The first attempts to give a mathematical theory of traffic flow dated back to the 1950s, but to this day we still do not have a satisfactory and general theory to be applied in real flow conditions. Current traffic models use a mixture of empirical and theoretical techniques.

1 Approaches
2 See also
3 References
4 Further reading
5 External links

Approaches

Traffic phenomena are complex and nonlinear, depending on the interactions of a large number of vehicles. Moreover, vehicles do not interact simply following the laws of mechanics, but also due to the reactions of human drivers. In particular, they show phenomena of cluster formation and forward and backward-propagating shock waves of vehicle density. Fluctuations in measured quantities (e.g., mean velocity of vehicles) are often huge, leading to a difficult understanding of experiments.

Vehicular traffic flow analysis is made more complicated by the "sideways parabola" shape of the speed-flow curve. As the total number of vehicles operating on a roadway reaches the maximum flow rate (or flux) at densities beyond a point known as the "optimum density" the traffic flow becomes unstable. At that point even a minor incident can lead to a breakdown in traffic flow, resulting in persistent stop-and-go driving conditions. Estimates of jam density, the density associated with completely stopped traffic flow, are in the range of 185-250 vehicles per mile per lane, while optimum densities for freeways are typically 40-50 vehicles per mile per lane.

Scientists approach the problem in mainly three ways, corresponding to the three main scales of observation in physics.

Microscopic scale: at a first level, every vehicle is considered as an individual, and therefore for everyone is written an equation, that is usually an ODE.
Macroscopic scale: in analogy with fluid dynamics models, it is something more useful to write a system of partial differential equations balance laws for some gross quantities of interest, e.g the density of vehicles or their mean velocity.
Mesoscopic (kinetic) scale: a third, intermediate, possibility, is to define a function $f (t, x, V)$ which expresses the probability of having a vehicle at time $t$ in position $x$ which runs with velocity $V$ . This function, following methods of statistical mechanics, can be computed solving an integro-differential equation, like the Boltzmann Equation.
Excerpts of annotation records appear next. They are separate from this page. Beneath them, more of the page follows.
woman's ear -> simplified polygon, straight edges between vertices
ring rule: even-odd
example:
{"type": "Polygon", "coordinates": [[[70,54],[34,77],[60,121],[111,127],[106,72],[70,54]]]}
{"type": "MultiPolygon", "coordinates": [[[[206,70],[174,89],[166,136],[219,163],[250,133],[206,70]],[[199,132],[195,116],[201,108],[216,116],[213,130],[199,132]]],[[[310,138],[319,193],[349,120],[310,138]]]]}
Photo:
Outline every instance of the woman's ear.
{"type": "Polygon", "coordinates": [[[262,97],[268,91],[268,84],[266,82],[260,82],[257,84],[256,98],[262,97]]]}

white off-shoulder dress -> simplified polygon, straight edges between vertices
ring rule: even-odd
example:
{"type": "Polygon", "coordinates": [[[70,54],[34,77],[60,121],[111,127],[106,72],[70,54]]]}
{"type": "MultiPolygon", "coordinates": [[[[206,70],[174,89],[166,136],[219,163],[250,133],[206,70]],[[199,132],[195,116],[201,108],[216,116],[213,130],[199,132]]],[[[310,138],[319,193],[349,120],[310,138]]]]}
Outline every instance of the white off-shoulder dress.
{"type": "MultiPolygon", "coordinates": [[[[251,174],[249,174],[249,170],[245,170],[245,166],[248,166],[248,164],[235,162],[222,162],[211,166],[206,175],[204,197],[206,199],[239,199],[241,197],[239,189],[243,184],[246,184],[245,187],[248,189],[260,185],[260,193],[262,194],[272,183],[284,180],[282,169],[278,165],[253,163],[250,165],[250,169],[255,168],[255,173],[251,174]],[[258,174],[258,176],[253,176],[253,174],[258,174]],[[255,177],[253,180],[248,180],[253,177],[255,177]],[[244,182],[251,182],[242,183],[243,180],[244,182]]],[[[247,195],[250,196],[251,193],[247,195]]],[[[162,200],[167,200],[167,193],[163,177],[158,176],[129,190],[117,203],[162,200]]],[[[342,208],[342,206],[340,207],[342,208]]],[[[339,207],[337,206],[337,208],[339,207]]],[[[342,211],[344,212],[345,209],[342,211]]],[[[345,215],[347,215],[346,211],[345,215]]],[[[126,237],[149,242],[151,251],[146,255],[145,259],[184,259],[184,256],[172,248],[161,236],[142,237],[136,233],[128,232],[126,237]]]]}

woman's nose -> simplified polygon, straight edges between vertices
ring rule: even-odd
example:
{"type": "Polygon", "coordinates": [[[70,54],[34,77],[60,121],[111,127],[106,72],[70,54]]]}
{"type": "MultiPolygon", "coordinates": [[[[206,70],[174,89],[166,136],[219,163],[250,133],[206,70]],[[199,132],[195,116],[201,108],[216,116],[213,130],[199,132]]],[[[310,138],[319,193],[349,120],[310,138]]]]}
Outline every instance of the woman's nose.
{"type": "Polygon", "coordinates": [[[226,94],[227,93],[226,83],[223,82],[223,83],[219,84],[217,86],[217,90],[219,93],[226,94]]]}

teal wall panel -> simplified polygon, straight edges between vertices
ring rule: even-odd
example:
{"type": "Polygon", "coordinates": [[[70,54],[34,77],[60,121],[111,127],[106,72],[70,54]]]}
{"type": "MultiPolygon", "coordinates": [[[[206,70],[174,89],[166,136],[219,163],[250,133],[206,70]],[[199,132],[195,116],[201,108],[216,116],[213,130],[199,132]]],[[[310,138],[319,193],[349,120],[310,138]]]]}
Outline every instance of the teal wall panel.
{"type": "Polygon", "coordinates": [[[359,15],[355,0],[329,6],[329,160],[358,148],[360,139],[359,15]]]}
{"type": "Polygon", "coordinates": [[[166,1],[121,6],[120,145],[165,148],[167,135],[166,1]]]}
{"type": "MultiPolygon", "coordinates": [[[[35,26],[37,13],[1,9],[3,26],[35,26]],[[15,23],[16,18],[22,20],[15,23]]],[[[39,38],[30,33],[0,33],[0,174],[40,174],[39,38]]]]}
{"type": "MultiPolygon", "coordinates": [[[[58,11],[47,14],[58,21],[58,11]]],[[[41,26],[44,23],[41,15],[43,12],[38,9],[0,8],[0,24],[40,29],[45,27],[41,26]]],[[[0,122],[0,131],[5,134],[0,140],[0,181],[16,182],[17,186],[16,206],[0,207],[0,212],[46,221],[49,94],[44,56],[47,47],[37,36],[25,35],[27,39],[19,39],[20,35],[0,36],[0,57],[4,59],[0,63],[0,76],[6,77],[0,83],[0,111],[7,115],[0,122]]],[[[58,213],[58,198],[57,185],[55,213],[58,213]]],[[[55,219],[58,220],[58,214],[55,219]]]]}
The engineering approach to analysis of highway traffic flow problems is primarily based on empirical analysis (i.e., observation and mathematical curve fitting). One of the major references on this topic used by American planners is the Highway Capacity Manual ^[1] published by the Transportation Research Board, which is part of the United States National Academy of Sciences. This recommends modelling traffic flows using the whole travel time across a link using a delay/flow function, including the effects of queuing. This technique is used in many US traffic models and the SATURN model in Europe.^[2]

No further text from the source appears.